In ähnlich misslicher Lage sieht sich der Remscheider Kulturdezernent: „Die Qualität der Bergischen Symphoniker ist unstrittig. Aber die Teilnahme der Stadt am Stärkungspakt des Landes ist ein Muss!" Darauf basiere der Vorschlag der Stadtverwaltung an die Politik, den Orchestervertrag mit der Stadt Solingen zu kündigen, um so wenigstens noch das Theater erhalten zu können. „Ein Theater ohne Orchester geht, ein Orchester ohne Theater geht gar nicht!“ Die Einsparungen in Millionenhöhe seien erforderlich, um nach langen Jahren endlich aus der Schuldenfalle herauszukommen. Henkelmann: „Der Stärkungspakt ist unsere letzte Chance!“ Sonst verbiete die Bezirksregierung auch künftig freiwillige Investitionen wie die Sanierung der maroden Bühnentechnik des Teo Otto Theaters.

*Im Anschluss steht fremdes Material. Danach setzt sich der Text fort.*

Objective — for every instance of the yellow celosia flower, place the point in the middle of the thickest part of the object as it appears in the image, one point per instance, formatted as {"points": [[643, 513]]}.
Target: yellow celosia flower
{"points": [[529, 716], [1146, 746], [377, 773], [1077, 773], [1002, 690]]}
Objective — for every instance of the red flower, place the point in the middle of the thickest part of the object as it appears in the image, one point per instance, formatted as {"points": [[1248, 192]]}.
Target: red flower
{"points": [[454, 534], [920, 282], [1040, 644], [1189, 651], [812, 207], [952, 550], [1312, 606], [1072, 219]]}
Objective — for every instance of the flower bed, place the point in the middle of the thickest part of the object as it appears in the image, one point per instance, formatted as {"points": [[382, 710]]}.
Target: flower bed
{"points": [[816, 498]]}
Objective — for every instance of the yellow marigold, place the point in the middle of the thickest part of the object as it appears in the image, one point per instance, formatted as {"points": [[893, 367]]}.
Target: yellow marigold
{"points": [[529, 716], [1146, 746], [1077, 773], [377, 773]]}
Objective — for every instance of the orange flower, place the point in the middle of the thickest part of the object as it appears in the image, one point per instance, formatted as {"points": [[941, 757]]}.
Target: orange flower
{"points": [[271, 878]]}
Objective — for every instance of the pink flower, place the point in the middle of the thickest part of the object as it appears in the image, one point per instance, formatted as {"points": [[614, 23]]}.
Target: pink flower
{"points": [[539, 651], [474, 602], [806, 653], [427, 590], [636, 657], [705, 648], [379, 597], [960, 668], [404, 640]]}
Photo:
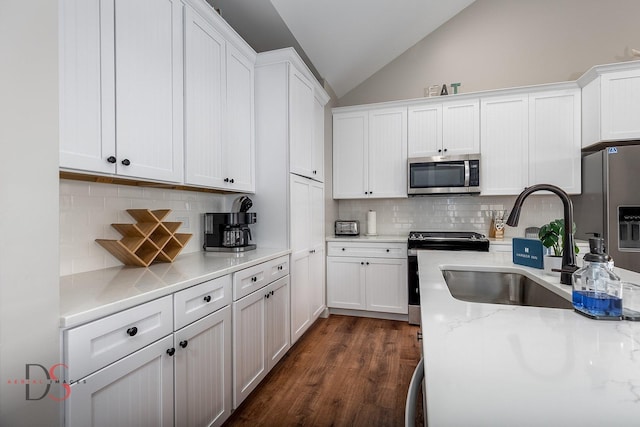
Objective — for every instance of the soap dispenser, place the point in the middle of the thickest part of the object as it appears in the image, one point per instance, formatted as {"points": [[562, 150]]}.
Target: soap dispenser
{"points": [[597, 291]]}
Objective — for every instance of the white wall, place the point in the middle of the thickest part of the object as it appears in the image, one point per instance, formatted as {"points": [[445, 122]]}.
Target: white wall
{"points": [[29, 288], [496, 44], [87, 211]]}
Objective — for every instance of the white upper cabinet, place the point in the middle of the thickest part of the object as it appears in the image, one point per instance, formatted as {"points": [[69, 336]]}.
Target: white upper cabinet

Leider sei eine Fusion der Bergischen Symphoniker mit dem Orchester der Stadt Wuppertal von Wuppertal verworfen worden, fuhr Henkelmann fort. Es sei die einzige Chance gewesen, das Orchester – bei abschmelzender Zahl der Musiker – zu erhalten. „Ein ‚Weiter so!’ geht nicht. Das wird auch Wuppertal noch erkennen müssen!“ Derweil rüstet sich die Stadt für Gespräche mit Solingen, will dem Mitgesellschafter in der Orchester-GmbH womöglich anbietet, Anteile der finanzschwächeren Stadt Remscheid zu übernehmen. Henkelmann: „Aber diesen Gesprächs- und Verhandlungsauftrag muss die Verwaltung erst noch von der Politik erhalten – durch einen Grundsatzbeschluss in der Ratssitzung am 28. Juni.“ Wie der ausfallen wird, ist derzeit noch völlig unklar. Die internen Beratungen der Fraktionen über das juristisch abgesicherte Sparpaket der Oberbürgermeisterin haben gerade erst begonnen oder beginnen, wie bei der SPD, erst in der kommenden Woche.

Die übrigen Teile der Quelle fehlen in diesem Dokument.